A few days after the rescue, Laura's guardian arrives to meet her. A tiny scowl lines his forehead, and at times his eyes have a hard, almost cruel glint as he gazed upon Laura. Nancy takes an almost instant dislike to him.

Besides not keeping a single servant (gasp) at his bungalow, Laura's guardian is also an imposter who imprisoned the real guardian. Nancy discovers the real guardian chained in a bungalow cellar. She is knocked unconscious and tied up. Luckily Nancy remembers that a detective had demonstrated how to hold your hands so you can later escape after being bound.

Nancy frees the real guardian, chases down the crook, and literally saves Laura's fortune from a fire. All in a day's work.

Sunday, August 2, 2020

Introducing Nancy Drew

The Secret of the Old Clock was published in 1930 and describes Nancy as a pretty girl of sixteen with a curly golden bob and a blue roadster. Nancy is unusually capable: under her direction everything ran smoothly in the Drew household. After all, Nancy is the type of girl who is capable of accomplishing a great many things in a comparatively short time. She even found time for clubs and parties.

The opening chapter sets up the mystery. Nancy is bitching about the snobbish Tophams and how much worse they will be if they inherit all of Josiah Crowley's fortune. She soon meets more deserving potential beneficiaries.

From this first Nancy Drew story, I learned that poor people are good. At least the ones with cultured voices and manners, whose clothes while not expensive, were neat and well-made. (This theme is repeated in The Secret of Red Gate Farm, The Clue in the Diary, and The Clue in the Crumbling Wall.)

Here are some other lessons.

Driving could be dangerous in 1930. Sudden rainstorms changed roads into seas of mud. (There were many of these storms that Nancy had to navigate: good thing she was such a capable driver and had chains with her.)

Bad guys are rough looking with cold and cruel faces. They growl, sneer, and berate each other savagely.

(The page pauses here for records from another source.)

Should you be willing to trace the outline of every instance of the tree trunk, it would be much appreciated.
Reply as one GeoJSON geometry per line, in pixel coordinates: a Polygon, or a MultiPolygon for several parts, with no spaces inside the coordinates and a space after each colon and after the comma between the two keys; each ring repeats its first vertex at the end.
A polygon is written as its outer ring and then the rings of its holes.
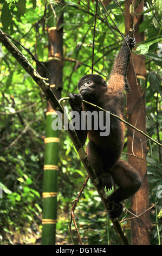
{"type": "MultiPolygon", "coordinates": [[[[134,17],[134,35],[136,42],[144,40],[144,33],[138,34],[139,26],[143,21],[143,16],[139,15],[143,11],[143,1],[138,2],[134,1],[135,14],[134,17]],[[138,4],[138,3],[139,3],[138,4]]],[[[125,25],[126,33],[129,31],[129,5],[132,1],[125,1],[125,25]]],[[[131,62],[127,78],[131,87],[131,93],[127,95],[127,107],[128,122],[139,130],[146,133],[145,92],[141,86],[145,84],[147,76],[144,58],[134,55],[132,53],[135,72],[139,83],[137,84],[132,61],[131,62]]],[[[143,87],[142,87],[143,88],[143,87]]],[[[142,185],[139,191],[131,199],[131,210],[135,215],[139,215],[149,208],[148,184],[147,176],[147,166],[146,160],[147,153],[146,139],[141,133],[128,127],[128,153],[144,160],[128,156],[128,162],[140,175],[142,181],[142,185]]],[[[133,217],[133,216],[132,217],[133,217]]],[[[135,218],[131,221],[132,244],[150,245],[149,229],[152,226],[150,212],[147,211],[140,218],[135,218]]]]}

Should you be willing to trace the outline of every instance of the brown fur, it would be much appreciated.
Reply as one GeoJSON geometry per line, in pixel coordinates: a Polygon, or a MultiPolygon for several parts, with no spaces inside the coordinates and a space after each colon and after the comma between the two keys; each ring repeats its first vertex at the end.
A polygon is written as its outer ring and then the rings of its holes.
{"type": "MultiPolygon", "coordinates": [[[[131,47],[131,40],[128,37],[126,40],[131,47]]],[[[87,103],[81,105],[83,99],[123,118],[124,90],[129,88],[126,76],[129,59],[129,49],[124,42],[114,63],[108,85],[100,76],[83,76],[78,83],[80,94],[69,95],[73,109],[77,108],[81,116],[82,110],[96,111],[96,108],[87,103]]],[[[111,189],[113,180],[119,186],[108,197],[111,205],[109,215],[114,218],[120,216],[122,211],[119,202],[134,194],[140,187],[141,180],[136,171],[120,159],[124,143],[124,123],[111,116],[109,135],[101,137],[100,131],[92,130],[77,131],[77,133],[83,144],[88,133],[88,159],[102,185],[111,189]]]]}

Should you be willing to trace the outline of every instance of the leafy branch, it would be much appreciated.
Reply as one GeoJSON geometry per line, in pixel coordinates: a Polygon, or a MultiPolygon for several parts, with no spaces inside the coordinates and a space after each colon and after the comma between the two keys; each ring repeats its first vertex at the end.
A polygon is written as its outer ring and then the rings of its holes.
{"type": "MultiPolygon", "coordinates": [[[[46,99],[48,100],[51,107],[55,111],[60,111],[62,114],[63,120],[67,120],[64,125],[67,127],[68,133],[75,146],[77,152],[82,161],[82,162],[86,169],[88,174],[98,191],[99,196],[102,202],[106,211],[108,212],[109,209],[109,200],[103,188],[101,185],[99,181],[93,170],[92,166],[88,160],[87,155],[82,147],[82,144],[79,139],[75,130],[73,130],[72,125],[69,120],[64,119],[64,113],[63,109],[57,100],[55,95],[50,88],[49,84],[47,83],[47,79],[42,77],[35,70],[34,67],[28,62],[22,52],[17,49],[15,45],[9,39],[5,33],[0,29],[0,41],[3,44],[6,48],[11,53],[13,57],[18,61],[21,66],[24,69],[27,73],[33,78],[33,80],[38,84],[43,92],[46,99]],[[70,129],[71,128],[71,129],[70,129]]],[[[115,230],[119,235],[121,241],[124,245],[129,245],[129,241],[126,235],[121,228],[120,223],[117,218],[112,219],[112,223],[115,230]]]]}

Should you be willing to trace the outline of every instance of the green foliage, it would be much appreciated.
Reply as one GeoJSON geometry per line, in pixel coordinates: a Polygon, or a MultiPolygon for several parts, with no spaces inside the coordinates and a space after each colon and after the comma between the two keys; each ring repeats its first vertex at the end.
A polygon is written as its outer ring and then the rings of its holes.
{"type": "MultiPolygon", "coordinates": [[[[77,92],[77,83],[91,72],[95,2],[90,8],[77,1],[65,1],[64,11],[63,90],[62,96],[77,92]],[[80,42],[76,47],[77,42],[80,42]],[[75,60],[77,60],[76,62],[75,60]]],[[[124,1],[120,1],[124,11],[124,1]]],[[[147,77],[146,89],[147,132],[156,140],[161,139],[161,1],[146,1],[144,21],[140,31],[145,31],[146,41],[138,45],[135,53],[146,58],[147,77]]],[[[44,1],[0,0],[1,28],[15,40],[36,52],[40,61],[48,59],[47,33],[42,31],[44,1]]],[[[57,5],[54,3],[54,6],[57,5]]],[[[120,30],[124,33],[124,16],[118,4],[111,3],[107,10],[120,30]]],[[[94,49],[94,71],[107,78],[113,61],[121,47],[120,35],[114,29],[105,10],[99,11],[94,49]]],[[[17,47],[35,66],[31,56],[17,44],[17,47]]],[[[0,242],[1,244],[36,243],[41,236],[43,166],[46,102],[40,89],[5,48],[0,48],[0,242]]],[[[65,103],[67,106],[68,102],[65,103]]],[[[148,172],[150,203],[161,199],[157,192],[161,185],[161,156],[159,147],[148,141],[148,172]]],[[[58,196],[58,244],[69,245],[69,222],[72,201],[77,196],[87,173],[74,150],[66,131],[61,132],[58,196]]],[[[125,202],[129,208],[129,202],[125,202]]],[[[75,219],[83,242],[89,245],[119,244],[118,237],[104,211],[100,199],[90,181],[75,211],[75,219]],[[107,236],[109,234],[109,240],[107,236]]],[[[158,241],[155,211],[151,212],[154,227],[152,243],[158,241]]],[[[124,212],[122,217],[128,217],[124,212]]],[[[160,217],[158,217],[160,223],[160,217]]],[[[130,234],[129,222],[123,227],[130,234]]],[[[73,226],[73,228],[74,227],[73,226]]],[[[161,229],[159,227],[161,237],[161,229]]],[[[78,243],[75,231],[74,242],[78,243]]]]}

Unfortunately, the early books also have a legacy of racism. The "colored" caretaker Jeff Tucker (at least he gets a name) speaks in "dems" and "dat's" (as do others Blacks in later volumes.)  A band of robbers get him drunk so they can take the furniture from the Tophams' summer cottage. Nancy could have been a little nicer to Jeff. He did save her from a locked closet after she had been "left to starve" (title of chapter XVI) by the robbers.

In 1959, many Nancy Drew mysteries were revised and modernized. It was good to get rid of the racial stereotypes,  but as my sister said, other things were lost. The Nancy Drew sleuth website has a great article about the revisions focusing on The Secret of the Old Clock.